Wouldn’t be Tarr without some knockout monologues: here the mother’s OT recital (she is the Anti-Nietzsche figure) and K’s tale of domestic suicide are career standout. Likewise with single images: the ragged nurse breastfeeding besides football on the tv; mother advancing through the fog and biblical rain with a vampiric umbrella and Stalker dogs circling; the utter waste of the ending; the party that will develop (disintegrate, as “stories are all stories of disintegration”) into the heliocentric drunkards in WH, the wind-up whirl of human animation. (“Perhaps it really is flying”)
Why are old photographs (daguerrotypes etc) so terrifying? Andrew Miller (Poetry, Photography, Ekphrasis): shift from C19th to 20th in terms of recognising the ‘pastness’ of dead subjects, in photos that “threaten us with the past by returning the past to the present in ways that deny us the safety of the present.” I think this extends beyond subjects to spaces: uncanny closeness but also the total experience of a world, since we know it only through such images? D‘s past is adrift and inaccessible (K reciprocates by pinning his hopes for another brighter world on his escapist lover [“One must return to beauty”]), but perhaps Tarr gets the same effect simply through the humming chiaroscuro, the percussive rain sheeting across the lens like grain on film.

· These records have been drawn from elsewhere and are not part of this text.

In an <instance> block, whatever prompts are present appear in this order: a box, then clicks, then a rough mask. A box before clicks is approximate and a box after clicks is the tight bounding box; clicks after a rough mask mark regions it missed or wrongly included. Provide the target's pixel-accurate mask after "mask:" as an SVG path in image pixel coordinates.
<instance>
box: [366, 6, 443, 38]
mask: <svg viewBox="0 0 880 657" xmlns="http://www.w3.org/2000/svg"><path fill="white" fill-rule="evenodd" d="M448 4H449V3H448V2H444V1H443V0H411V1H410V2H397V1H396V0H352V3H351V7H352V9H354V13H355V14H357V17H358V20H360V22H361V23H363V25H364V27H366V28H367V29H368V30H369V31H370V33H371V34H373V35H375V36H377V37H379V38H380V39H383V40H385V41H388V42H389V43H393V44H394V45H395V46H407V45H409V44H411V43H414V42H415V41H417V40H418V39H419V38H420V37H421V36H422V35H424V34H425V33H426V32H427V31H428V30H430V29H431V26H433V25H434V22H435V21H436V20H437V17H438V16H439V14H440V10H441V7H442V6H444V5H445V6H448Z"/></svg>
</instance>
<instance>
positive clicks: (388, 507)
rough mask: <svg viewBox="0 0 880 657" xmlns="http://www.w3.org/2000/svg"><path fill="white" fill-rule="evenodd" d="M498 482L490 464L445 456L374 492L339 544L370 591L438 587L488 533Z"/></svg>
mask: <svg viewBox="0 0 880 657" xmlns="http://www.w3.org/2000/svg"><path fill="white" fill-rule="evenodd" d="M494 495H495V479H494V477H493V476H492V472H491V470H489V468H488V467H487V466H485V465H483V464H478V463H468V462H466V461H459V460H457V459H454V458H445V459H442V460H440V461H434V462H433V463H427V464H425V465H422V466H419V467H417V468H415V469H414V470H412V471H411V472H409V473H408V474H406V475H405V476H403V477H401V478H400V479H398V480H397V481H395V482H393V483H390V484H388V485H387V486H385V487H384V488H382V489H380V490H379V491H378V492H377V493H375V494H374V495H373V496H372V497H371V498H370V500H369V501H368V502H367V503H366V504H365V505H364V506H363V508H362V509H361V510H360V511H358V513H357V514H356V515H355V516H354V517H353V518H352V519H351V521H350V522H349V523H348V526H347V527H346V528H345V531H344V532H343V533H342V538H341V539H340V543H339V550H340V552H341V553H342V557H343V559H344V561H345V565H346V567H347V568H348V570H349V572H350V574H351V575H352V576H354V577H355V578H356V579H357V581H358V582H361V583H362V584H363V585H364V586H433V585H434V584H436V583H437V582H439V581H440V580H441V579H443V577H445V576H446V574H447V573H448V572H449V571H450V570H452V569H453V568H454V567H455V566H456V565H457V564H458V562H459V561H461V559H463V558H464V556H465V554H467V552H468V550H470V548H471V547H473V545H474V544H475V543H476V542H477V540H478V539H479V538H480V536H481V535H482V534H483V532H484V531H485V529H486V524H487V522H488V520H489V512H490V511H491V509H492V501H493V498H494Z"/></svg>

Beckettian aporias (Is it worth speaking?), Endgame but, interestingly, Film: watching, snooping, close to the end.
Often reflect while watching my favourite films that they are dreamlike: participation but not revelation; internal logic that I can warily follow but not anticipate future terms; compulsion. Tarr’s beauty is both bleakly mimetic and symbolic and also neither, its own oneiric code.
This stuff has to have come from nightmares because it must be understood in relation to your own.